Air, good climatization with filters will be ok?
All tables etc.. I do with my father.
And computer... EIZO FlexScan S2232W monitor and EPSON V30 scanner is ok ?
Lab Glass i buy only made PP , PVC.
This is actual state of this room:
Last edited by SadowskiPL; 05-02-2010 at 07:56 AM. Click to view previous post history.
how about a drying area for prints and a table for your enlarger/s ?
get a set of 4 x4s for each leg, and strap them together with 2x3 2 of them.
1 flush with the top edge of your leg and one a little below it.
then counter sink screws and screw down 1/2" plywood on the top for the table.
for the print dryer ... make it the same height as your enlarger table ... and instead of 2x3s to strap them together
use 1/8" plywood.
get furring strips / strapping and screw them in opposite eachother on the inside.
i think my screens are 16x20 or 20x24 so the inside space needs to be that big.
use the same wood and staple them together to make rectangles or squares or whatever shape you made
the inside and also staple window screen on the rectangles.
get plywood and screw or just lay it on the top, and you not only have a drying cabinet for your prints
but more storage area for your darkroom stuff ( counter space ).
Thanks for ideas
Do you can say something about enlarger LPL 7700 PRO ?
Or better will be Durst M605 ?
Last edited by SadowskiPL; 05-03-2010 at 09:24 AM. Click to view previous post history.
Ok, I order some lab glass
Regarding the timers, you were wondering between Analyser and StopClock+Zone Master.

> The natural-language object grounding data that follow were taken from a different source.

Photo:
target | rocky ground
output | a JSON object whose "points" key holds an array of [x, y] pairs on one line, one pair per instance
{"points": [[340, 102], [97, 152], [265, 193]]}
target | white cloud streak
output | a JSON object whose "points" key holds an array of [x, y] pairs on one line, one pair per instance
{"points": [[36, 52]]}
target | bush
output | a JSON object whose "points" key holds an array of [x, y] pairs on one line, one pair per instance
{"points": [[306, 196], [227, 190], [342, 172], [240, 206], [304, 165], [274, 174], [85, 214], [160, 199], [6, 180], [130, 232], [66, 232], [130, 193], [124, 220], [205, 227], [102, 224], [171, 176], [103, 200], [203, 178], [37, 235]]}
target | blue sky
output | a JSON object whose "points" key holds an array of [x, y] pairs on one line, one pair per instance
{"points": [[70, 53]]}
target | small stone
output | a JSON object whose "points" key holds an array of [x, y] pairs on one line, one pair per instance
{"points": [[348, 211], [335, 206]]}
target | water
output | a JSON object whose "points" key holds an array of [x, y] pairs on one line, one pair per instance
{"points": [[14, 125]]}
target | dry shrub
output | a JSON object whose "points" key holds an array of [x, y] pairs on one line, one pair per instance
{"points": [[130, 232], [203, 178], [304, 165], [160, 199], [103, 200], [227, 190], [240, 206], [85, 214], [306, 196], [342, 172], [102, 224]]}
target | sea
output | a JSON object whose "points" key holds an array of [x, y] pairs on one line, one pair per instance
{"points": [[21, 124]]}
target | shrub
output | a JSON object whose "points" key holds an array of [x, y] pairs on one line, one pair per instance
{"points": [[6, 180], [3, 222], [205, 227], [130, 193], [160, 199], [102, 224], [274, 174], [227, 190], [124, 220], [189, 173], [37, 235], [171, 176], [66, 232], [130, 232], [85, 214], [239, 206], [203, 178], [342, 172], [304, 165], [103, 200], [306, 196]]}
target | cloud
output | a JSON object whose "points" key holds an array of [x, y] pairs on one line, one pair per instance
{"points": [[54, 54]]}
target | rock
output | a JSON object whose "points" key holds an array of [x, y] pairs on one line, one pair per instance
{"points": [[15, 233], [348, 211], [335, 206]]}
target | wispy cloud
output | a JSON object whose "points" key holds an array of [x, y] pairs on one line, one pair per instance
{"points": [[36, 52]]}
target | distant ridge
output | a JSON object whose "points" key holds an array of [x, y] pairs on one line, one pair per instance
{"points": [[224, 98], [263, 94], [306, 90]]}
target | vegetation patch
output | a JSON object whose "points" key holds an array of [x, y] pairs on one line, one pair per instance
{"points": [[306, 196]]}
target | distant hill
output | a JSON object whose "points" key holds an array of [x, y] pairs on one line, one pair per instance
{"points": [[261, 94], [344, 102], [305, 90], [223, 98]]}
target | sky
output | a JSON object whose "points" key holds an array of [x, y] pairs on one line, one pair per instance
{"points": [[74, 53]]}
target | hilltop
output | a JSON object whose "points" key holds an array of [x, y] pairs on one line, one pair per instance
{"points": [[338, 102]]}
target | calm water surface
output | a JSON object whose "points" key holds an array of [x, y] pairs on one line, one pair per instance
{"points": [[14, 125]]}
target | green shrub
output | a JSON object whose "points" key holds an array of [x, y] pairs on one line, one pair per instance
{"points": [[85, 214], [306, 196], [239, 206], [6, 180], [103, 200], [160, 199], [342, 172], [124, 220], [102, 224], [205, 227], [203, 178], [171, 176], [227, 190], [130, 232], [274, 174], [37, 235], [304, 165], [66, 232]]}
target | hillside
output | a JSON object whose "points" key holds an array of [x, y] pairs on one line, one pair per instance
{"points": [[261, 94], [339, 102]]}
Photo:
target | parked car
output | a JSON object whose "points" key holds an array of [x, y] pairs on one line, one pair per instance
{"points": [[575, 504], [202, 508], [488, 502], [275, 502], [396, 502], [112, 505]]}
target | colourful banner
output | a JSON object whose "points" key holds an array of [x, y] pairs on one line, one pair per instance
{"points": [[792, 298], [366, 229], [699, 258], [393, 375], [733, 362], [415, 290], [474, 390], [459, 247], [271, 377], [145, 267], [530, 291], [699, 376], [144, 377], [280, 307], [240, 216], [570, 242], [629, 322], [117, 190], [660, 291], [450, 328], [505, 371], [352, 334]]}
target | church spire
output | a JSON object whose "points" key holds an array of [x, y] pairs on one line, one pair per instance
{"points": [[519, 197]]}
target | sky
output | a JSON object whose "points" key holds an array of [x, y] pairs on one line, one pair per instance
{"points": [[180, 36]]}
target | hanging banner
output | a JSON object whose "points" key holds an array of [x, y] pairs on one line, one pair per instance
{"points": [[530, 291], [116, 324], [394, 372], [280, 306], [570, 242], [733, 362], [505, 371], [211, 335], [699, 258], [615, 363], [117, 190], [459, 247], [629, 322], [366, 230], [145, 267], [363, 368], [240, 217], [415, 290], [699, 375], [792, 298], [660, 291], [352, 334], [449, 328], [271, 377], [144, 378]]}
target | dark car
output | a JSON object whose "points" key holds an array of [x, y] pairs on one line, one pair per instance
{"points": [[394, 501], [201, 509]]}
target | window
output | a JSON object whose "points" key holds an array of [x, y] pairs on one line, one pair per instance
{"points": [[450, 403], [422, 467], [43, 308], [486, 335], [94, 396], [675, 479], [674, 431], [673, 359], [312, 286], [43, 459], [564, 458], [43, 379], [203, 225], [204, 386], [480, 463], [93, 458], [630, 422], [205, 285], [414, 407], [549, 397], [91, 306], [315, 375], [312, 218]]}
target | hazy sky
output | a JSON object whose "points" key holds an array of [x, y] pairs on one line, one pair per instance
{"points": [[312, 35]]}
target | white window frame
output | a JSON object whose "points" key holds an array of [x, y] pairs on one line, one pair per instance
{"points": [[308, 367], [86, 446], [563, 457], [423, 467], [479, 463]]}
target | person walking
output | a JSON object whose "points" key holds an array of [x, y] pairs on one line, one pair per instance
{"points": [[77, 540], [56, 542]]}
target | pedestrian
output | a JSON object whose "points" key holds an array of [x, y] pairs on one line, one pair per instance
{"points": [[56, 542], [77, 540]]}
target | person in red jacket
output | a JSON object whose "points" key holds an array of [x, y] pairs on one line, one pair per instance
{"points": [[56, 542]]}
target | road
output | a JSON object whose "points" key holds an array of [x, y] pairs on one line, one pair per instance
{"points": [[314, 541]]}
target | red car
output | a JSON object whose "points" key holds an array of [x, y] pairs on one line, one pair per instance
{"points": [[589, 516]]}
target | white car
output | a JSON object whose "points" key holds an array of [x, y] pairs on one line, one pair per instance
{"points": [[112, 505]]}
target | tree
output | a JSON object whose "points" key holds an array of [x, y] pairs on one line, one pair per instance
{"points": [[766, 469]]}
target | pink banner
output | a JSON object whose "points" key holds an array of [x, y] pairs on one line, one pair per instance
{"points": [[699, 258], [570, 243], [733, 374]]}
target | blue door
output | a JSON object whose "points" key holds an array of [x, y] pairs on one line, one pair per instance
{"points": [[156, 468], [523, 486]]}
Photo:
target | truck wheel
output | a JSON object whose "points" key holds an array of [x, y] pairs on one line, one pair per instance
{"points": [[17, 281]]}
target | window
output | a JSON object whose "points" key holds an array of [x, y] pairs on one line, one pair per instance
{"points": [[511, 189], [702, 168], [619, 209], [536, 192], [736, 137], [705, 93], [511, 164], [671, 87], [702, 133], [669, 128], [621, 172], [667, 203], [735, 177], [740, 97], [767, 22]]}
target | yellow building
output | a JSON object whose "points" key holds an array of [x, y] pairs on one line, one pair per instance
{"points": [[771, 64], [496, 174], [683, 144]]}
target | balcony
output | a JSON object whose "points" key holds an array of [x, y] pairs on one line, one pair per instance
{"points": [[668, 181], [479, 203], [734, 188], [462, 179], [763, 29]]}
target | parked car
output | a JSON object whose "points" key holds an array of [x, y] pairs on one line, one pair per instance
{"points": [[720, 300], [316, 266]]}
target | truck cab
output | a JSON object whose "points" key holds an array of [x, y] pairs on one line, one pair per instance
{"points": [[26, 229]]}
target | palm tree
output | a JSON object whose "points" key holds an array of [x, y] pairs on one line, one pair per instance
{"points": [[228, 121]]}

I got both, but I have to say that, if I first bought the analyser (the "500" version for my Ilford Head), I then switched to the Stopclock + Zone Master. The reason for this is that the Stopclock is much more adapted in my opinion to make fine prints; you always have to make adjustements (dodge or burns of local areas of the print) which are far easier to handle with a Stopclock than with an Analyser, whose features of the timing function are "sacrificed" for the metering part of the instrument.
And in the light of your budget consideration, I would personally advise to start just to with the Stopclok.